Swakopmund was very German (as per colonisation) and so many of the houses have a very German look and there are some fabulous restaurants serving humongous size portions of delicious food (put off the diet for another week then…and let the belt out another hole!). But it all looks a bit dishevelled and in need of some tlc. I was assured that it shines during the summer months when it ‘buzzes’ during the holiday season …it is Namibia’s only coastal resort….but I still felt a bit intrigued by the place.

Over the border to Namibia

I’m getting a bit boring with marvelling at the beauty of South Africa – so I’ll bore you with Namibia instead. We left early from Langebaan as the sun rose over Table Mountain – way off in the distance. We were heading north for the Namibian border, over the Orange River. We saw little traffic all day – other than when going through enormous stretches of road works (cutely referred to as ‘stop – goes’). Luck was on our side and the really early start paid off, as we were hardly delayed at all by them – and don’t think we slowed our speed because of the road works …doesn’t seem to work like that round here.

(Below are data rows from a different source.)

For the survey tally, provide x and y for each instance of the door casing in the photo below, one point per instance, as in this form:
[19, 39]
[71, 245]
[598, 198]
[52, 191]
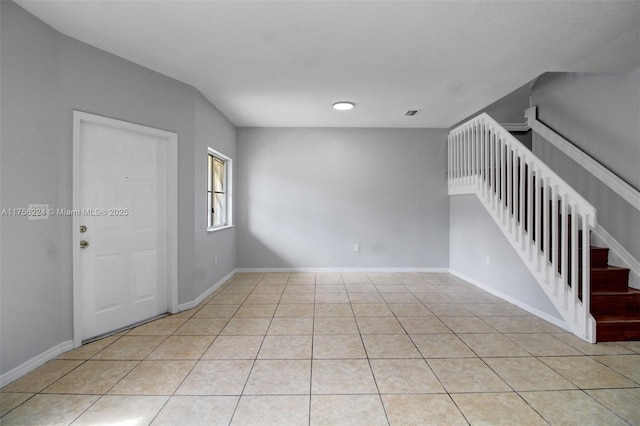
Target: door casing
[80, 118]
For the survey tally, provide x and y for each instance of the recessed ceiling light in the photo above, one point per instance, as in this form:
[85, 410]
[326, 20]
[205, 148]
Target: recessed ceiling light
[343, 106]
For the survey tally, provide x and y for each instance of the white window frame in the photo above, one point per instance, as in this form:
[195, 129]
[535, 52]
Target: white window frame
[228, 180]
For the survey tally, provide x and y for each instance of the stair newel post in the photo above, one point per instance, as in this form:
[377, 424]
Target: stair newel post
[476, 167]
[502, 179]
[575, 244]
[521, 198]
[509, 186]
[538, 217]
[449, 163]
[564, 242]
[530, 208]
[590, 330]
[553, 244]
[469, 156]
[492, 143]
[483, 162]
[456, 158]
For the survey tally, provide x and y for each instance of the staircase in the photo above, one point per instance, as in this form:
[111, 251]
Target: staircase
[614, 305]
[549, 225]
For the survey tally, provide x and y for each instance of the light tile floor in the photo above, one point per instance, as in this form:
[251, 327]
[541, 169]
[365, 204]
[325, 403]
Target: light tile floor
[336, 349]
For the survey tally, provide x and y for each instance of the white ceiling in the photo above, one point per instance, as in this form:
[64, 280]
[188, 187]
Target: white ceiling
[283, 63]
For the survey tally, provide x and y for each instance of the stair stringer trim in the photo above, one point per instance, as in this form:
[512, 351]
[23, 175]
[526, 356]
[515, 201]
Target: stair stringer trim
[618, 255]
[525, 251]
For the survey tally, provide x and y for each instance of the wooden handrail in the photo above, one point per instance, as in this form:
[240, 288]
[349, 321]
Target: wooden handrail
[628, 193]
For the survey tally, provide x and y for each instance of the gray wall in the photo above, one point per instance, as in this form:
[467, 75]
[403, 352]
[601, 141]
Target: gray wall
[45, 76]
[599, 113]
[474, 237]
[215, 131]
[306, 196]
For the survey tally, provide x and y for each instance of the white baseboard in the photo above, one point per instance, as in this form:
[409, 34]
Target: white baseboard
[35, 362]
[345, 270]
[200, 299]
[618, 255]
[537, 312]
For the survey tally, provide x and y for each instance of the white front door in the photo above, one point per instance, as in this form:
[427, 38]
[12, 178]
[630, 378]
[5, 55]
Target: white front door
[121, 215]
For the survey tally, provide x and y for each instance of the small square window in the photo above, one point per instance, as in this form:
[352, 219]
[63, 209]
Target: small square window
[218, 190]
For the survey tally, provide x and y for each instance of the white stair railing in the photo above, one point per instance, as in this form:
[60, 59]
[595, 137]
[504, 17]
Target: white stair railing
[544, 219]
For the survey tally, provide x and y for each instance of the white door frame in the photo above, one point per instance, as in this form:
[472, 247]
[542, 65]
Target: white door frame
[79, 118]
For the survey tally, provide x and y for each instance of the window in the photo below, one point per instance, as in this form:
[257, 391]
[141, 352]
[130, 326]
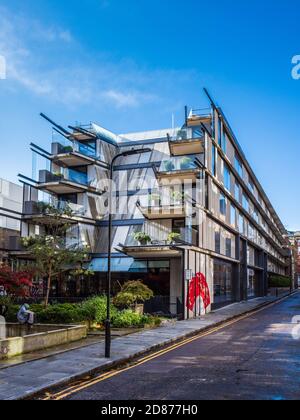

We drove over mountain passes and straight roads that stretch beyond for miles (we only talked about Australian roads being long, straight and empty when I grew up – no one ever referred to the South African ones: clearly an oversight). We saw ostriches and flamingoes, dassies (like guinea pigs) and meerkats, wild goats and sheep. I have no idea what the latter were eating – it was wild rocky desert. I reckoned they must calculate their stock levels on how many acres per head, rather than the normal ‘how many head of stock per acre’. I don’t think farming out on these never ending wild and barren mountains is an easy life.. And then saw a combine harvester! What on earth was that doing parked up here? We did see ‘paddocks’ with large rocks and something that looked a bit like stubble in them – but I’ve no idea what on earth it was (need to ask my brother in law).

And finally we drove down into the valley of the Orange River and out of South Africa, green and fertile, grape vines and fruit trees. The heat hit us as we joined the queue in a cramped and airless room waiting for our papers and passports to be approved by the Namibian officials, and then another queue for the foreign car papers, and finally the queue to get through the border post. Thankfully we weren’t subjected to the car being emptied and checked over – unlike some of the cars ahead of us. Hugo was most concerned: we’d warned him that if he was cheeky and impolite to any of the border officials they might pull the stuffing out of his beloved teddy to check for drugs. He was aghast – and behaved impeccably!

And on we drove through hot dusty desert to Felix United. Gorgeous staff, thatched cabanas to stay in, chilled wine and cool beers overlooking the river whilst the sun set behind the mountains, a warm wind blew and the boys played (noisily!) in the pool. Bliss!